Additional factors impacting ADR, beyond traditional growth in local market supply and low inflation, were the growing competition from the sharing economy — Airbnb and VRBO — and the expansion of intermediaries in the sales process. As 2020 was an election year, the fundamentals were expected to be affected by a tense political environment. Also, the degree of difficulty for some international travelers to gain access to the U.S. due to visa restrictions was a challenge for markets that historically benefited from significant overseas-based tourist demand. Many franchisees noted that the continued launch of new brands and the saturation of brand parent companies in certain markets represented a concern, as the limited and available brand-loyal customer base was spread among more rooms.

Though it depends heavily on market conditions, many properties, especially in urban environments, could benefit from an examination of their real estate tax valuations in 2020 and 2021 reflecting the previous market conditions and the impact from the COVID-19 pandemic.


Hotel values will continue to struggle into 2021 as the pandemic continues to disrupt the travel and leisure industries.
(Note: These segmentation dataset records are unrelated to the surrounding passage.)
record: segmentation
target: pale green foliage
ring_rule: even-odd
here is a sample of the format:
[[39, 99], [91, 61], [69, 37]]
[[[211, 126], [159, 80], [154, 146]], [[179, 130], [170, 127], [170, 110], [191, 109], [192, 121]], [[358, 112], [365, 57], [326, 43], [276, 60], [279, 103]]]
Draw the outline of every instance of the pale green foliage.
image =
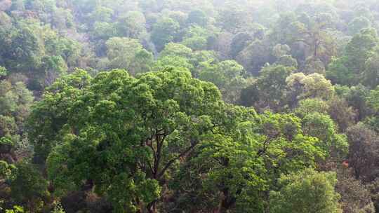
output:
[[215, 64], [201, 63], [203, 67], [199, 78], [213, 83], [227, 102], [236, 103], [241, 90], [246, 85], [244, 67], [234, 60], [223, 61]]
[[124, 69], [132, 74], [147, 72], [152, 63], [152, 54], [138, 40], [113, 37], [107, 41], [107, 55], [110, 69]]
[[305, 75], [295, 73], [286, 79], [290, 92], [295, 94], [298, 99], [320, 98], [328, 99], [334, 94], [334, 88], [330, 81], [319, 74]]
[[329, 106], [322, 99], [317, 98], [309, 98], [302, 99], [299, 102], [295, 113], [300, 117], [304, 118], [307, 114], [318, 112], [320, 114], [327, 114]]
This will present opportunities for investors but continued challenges for owners and operators. Lender flexibility, government actions and the successful rollout of the vaccine will impact hotels at all levels. Though 2021 will remain a turbulent and challenging year, there is tangible hope that the second half of the year will see continued improvement across all segments. While challenges will remain for operators, the decline in performance does present the opportunity to appeal property valuations across many segments and in many markets affected by the overall decline in profitability and performance.